Hong Kong saw a near-record low turnout in Sunday’s “patriots only” Legislative Council elections, with fewer than 32% of voters turning out, as the number of registered voters fell for the fourth consecutive year.
At 31.9%, Sunday’s turnout is marginally higher than 2021’s record low of 30.2%. But fewer people overall voted this year: 1.3 million compared to 1.4 million in 2021. Hong Kong’s population is about 7.5 million.
Only candidates vetted as “patriots” by a government committee were allowed to stand for election in the city’s 90-seat legislature. Only 20 of those seats are directly elected.
The government mounted a huge campaign to encourage people to vote, extending the opening hours of polling stations by two hours compared with 2021 and plastering the city with posters urging people to turn out.
Voters also received a “thank you card” that could be redeemed in local businesses for rewards and authorities released an election anthem called “Let’s Vote, Together We Create the Future”, inspired by Cantopop star Aaron Kwok’s 2001 hit song Strong.
After an electoral overhaul in 2021, only pro-Beijing “patriots” have been allowed to run for government in Hong Kong, and the proportion of seats that are elected – rather than appointed – has been reduced. It means that boycotting the vote is one of the only ways that Hongkongers can safely express their dissatisfaction.
Inciting others to boycott the vote was criminalised in 2021. On Sunday, Hong Kong’s Independent Commission Against Corruption (Icac) said that four men, aged between 31 and 44, had been arrested for allegedly inciting others not to vote, or to cast invalid votes, in social media comments. The Icac said all up it had arrested 11 people for allegedly contravening laws in relation to the offence during the current election, and three had so far been prosecuted.
The election took place in the shadow of Hong Kong’s worst tragedy in decades, the Tai Po fire that killed at least 159 people in a blaze that spread across seven apartment blocks at a residential compound in northern Hong Kong.
As more revelations come to light about alleged building safety violations and questions over lax or negligent enforcement, residents in Hong Kong have demanded transparency from the government about the investigation, and any official culpability.

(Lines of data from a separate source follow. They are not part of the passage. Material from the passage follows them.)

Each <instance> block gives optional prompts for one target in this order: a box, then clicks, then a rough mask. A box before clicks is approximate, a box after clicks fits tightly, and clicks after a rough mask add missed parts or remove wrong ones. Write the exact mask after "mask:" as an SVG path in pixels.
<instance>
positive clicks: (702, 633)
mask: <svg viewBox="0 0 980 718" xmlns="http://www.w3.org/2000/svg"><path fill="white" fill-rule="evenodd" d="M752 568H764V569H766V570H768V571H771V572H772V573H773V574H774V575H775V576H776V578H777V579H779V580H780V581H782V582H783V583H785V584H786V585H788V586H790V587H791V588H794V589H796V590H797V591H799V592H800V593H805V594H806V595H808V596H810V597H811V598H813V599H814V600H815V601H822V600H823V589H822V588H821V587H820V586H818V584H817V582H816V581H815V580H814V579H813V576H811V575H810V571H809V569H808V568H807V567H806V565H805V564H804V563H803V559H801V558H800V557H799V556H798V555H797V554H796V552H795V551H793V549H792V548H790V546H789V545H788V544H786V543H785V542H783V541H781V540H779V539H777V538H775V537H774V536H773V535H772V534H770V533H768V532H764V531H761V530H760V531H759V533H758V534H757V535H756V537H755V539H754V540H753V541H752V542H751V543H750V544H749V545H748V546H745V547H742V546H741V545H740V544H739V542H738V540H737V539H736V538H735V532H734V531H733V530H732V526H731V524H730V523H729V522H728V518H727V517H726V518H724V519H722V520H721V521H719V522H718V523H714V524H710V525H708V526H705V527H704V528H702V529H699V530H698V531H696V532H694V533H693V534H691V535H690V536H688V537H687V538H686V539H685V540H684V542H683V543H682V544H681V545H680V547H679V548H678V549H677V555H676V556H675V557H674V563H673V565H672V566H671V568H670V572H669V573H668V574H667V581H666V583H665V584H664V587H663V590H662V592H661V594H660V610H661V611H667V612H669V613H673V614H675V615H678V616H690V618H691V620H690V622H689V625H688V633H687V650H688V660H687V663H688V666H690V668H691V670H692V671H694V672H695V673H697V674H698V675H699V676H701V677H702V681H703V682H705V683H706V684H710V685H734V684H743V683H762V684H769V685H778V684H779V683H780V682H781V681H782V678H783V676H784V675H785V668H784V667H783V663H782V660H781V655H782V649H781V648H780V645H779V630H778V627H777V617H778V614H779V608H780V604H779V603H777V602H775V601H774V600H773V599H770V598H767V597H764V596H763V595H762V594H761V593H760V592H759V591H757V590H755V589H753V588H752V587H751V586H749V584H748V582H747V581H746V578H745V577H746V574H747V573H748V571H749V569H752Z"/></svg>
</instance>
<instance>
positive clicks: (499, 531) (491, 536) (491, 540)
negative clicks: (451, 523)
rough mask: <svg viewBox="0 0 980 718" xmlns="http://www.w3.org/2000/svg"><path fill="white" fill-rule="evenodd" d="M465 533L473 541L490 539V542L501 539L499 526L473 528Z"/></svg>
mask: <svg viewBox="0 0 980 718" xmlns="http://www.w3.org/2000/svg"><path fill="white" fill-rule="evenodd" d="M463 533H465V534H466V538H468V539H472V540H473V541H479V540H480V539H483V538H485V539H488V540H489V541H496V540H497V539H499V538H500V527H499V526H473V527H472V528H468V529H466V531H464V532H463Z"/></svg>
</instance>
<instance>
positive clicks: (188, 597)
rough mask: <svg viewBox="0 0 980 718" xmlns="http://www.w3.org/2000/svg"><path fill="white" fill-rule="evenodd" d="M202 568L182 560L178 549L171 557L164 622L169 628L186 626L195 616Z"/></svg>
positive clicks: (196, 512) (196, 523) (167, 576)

But mourning activities and calls for accountability over the fire have sparked suspicion among authorities in Hong Kong. Instead they have launched a sweeping crackdown in the biggest test of Beijing’s national security regime in the city since the pro-democracy protests in 2019 and 2020.
At least three people are thought to have been arrested for alleged national security offences: Miles Kwan, a Hong Kong student who started an online petition calling for government accountability, former district councillor Kenneth Cheung and Wong On-yin, a 71-year-old political commentator.
On Saturday the government cleared an impromptu memorial site near the burned buildings, where people had been laying flowers in tribute for days. The pre-announced clearing began late at night.
“I wish it could go for longer as I believe there are still people who did not have enough time or the chance to express their feelings,” one resident told Reuters.
Earlier that day, the chief superintendent of the police’s national security department, Steve Li, told media he had seen “familiar” scenes at Tai Po which reminded him of the 2019 protests, claiming the presence of pamphlets and signs “basically unrelated to the disaster”, reported the Hong Kong Free Press.
“I’ve been there to observe, and I think the situation was becoming more and more like that of ‘black-clad violence’,” Li said.
Authorities also targeted foreign press over their reporting of the fire, with representatives of outlets including the New York Times called in by authorities on Saturday.
Some Hongkongers who had been posting about the fires online, or contributing to civilian digital information resources, have stopped, citing “force majeure” or concerns about their activity being “misconstrued” by authorities. Last week at the Hong Kong Baptist University a student-made “democracy wall” calling for justice for victims was covered up, and the next day the student union was shut down.